[SOLVED] How to enable adb authentication?

Post Reply
laci
Posts: 12
Joined: Thu Jan 30, 2020 5:02 am
languages_spoken: english
ODROIDs: Odroid N2
Has thanked: 0
Been thanked: 0
Contact:

[SOLVED] How to enable adb authentication?

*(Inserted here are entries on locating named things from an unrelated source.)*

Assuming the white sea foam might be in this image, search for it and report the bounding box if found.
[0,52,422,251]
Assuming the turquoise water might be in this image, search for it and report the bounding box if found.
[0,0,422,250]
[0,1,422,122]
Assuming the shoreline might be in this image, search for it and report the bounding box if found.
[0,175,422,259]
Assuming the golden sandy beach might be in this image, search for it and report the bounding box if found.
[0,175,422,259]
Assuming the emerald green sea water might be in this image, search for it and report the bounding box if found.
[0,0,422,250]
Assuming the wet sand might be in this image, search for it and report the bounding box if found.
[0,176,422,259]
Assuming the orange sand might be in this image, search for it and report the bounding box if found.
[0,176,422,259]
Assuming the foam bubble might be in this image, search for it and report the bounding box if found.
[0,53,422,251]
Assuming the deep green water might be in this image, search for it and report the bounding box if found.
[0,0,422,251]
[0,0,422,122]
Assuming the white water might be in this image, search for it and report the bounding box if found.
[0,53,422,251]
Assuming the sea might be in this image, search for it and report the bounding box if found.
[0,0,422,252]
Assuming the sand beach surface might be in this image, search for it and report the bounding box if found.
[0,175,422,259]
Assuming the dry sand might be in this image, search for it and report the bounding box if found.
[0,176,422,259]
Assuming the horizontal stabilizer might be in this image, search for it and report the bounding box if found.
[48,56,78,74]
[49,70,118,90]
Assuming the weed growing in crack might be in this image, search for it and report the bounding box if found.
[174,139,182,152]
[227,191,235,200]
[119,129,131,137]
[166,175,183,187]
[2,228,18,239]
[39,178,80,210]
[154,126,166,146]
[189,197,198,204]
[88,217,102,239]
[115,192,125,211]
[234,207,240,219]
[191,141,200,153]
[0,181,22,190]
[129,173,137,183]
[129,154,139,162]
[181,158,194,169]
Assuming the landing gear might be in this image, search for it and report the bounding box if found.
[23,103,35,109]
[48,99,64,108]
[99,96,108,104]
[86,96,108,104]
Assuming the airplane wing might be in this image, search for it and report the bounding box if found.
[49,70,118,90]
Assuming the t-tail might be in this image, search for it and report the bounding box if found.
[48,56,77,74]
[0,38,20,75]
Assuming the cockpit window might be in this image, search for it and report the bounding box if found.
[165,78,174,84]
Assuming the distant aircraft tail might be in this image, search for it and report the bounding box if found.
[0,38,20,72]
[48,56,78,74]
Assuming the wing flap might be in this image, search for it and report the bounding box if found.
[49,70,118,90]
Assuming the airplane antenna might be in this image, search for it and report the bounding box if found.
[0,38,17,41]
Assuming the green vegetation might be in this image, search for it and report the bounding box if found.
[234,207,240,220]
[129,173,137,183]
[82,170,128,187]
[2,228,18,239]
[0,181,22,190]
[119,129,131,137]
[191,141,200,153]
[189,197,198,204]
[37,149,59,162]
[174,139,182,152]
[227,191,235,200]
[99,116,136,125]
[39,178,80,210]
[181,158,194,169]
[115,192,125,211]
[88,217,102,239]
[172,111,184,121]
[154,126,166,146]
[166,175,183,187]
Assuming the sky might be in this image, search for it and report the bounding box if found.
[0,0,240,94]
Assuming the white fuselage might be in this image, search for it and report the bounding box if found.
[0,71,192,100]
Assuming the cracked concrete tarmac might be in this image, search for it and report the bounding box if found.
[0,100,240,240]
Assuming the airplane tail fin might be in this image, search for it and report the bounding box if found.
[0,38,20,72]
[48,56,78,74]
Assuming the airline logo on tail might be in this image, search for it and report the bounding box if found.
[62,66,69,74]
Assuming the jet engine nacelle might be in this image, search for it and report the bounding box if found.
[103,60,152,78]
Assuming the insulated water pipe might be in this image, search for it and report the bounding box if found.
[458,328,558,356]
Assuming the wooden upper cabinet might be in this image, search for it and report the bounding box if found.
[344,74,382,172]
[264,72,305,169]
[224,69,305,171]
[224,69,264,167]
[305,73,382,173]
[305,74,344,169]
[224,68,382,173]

Post by laci » Thu Jan 30, 2020 5:07 am

I only want to allow specific hosts to access my ODROID-N2 via adb. By default, any host can access it regardless of its fingerprint. How can I enable adb authentication?

Luke.go
Posts: 503
Joined: Mon May 30, 2016 1:55 pm
languages_spoken: english
Has thanked: 51 times
Been thanked: 52 times
Contact:

Re: How to enable adb authentication?

Post by Luke.go » Thu Jan 30, 2020 9:05 am


laci
Posts: 12
Joined: Thu Jan 30, 2020 5:02 am
languages_spoken: english
ODROIDs: Odroid N2
Has thanked: 0
Been thanked: 0
Contact:

Re: How to enable adb authentication?

Post by laci » Thu Jan 30, 2020 9:16 am

I can already connect via adb. I want my ODROID-N2 to disallow every adb connection over the network except from the hosts I explicitly allow.

User avatar
mad_ady
Posts: 8126
Joined: Wed Jul 15, 2015 5:00 pm
languages_spoken: english
ODROIDs: XU4, C1+, C2, C4, N1, N2, H2, Go, Go Advance
Location: Bucharest, Romania
Has thanked: 564 times
Been thanked: 397 times
Contact:

Re: How to enable adb authentication?

Post by mad_ady » Thu Jan 30, 2020 3:54 pm

This topic sounds interesting. Subscribed

User avatar
codewalker
Posts: 958
Joined: Mon Feb 25, 2013 11:03 am
languages_spoken: english
ODROIDs: all
Has thanked: 35 times
Been thanked: 60 times
Contact:

Re: How to enable adb authentication?

Post by codewalker » Thu Jan 30, 2020 6:01 pm

Hi, laci.
We always build and release android as eng not user.
so adb authentication is off.

Code: Select all

346 LOCAL_CFLAGS += -DALLOW_ADBD_NO_AUTH=$(if $(filter userdebug eng,$(TARGET_BUILD_VARIANT)),1,0)
347 
348 ifneq (,$(filter userdebug eng,$(TARGET_BUILD_VARIANT)))
349 LOCAL_CFLAGS += -DALLOW_ADBD_DISABLE_VERITY=1
350 LOCAL_CFLAGS += -DALLOW_ADBD_ROOT=1
351 endif
352 
If you want to include adb authentication, you should rebuild android as not eng.
These users thanked the author codewalker for the post:
Kernel (Fri Jan 31, 2020 3:22 pm)

User avatar
mad_ady
Posts: 8126
Joined: Wed Jul 15, 2015 5:00 pm
languages_spoken: english
ODROIDs: XU4, C1+, C2, C4, N1, N2, H2, Go, Go Advance
Location: Bucharest, Romania
Has thanked: 564 times
Been thanked: 397 times
Contact:

Re: How to enable adb authentication?

Post by mad_ady » Thu Jan 30, 2020 8:09 pm

Maybe there's a way to run some firewall on port 5555. I know netfilter is builtin, maybe there is an android iptables equivalent. This way you could have some level of filtering.

laci
Posts: 12
Joined: Thu Jan 30, 2020 5:02 am
languages_spoken: english
ODROIDs: Odroid N2
Has thanked: 0
Been thanked: 0
Contact:

Re: How to enable adb authentication?

Post by laci » Fri Jan 31, 2020 7:38 am

@codewalker Thanks, -DALLOW_ADBD_NO_AUTH is exactly what I'm looking for!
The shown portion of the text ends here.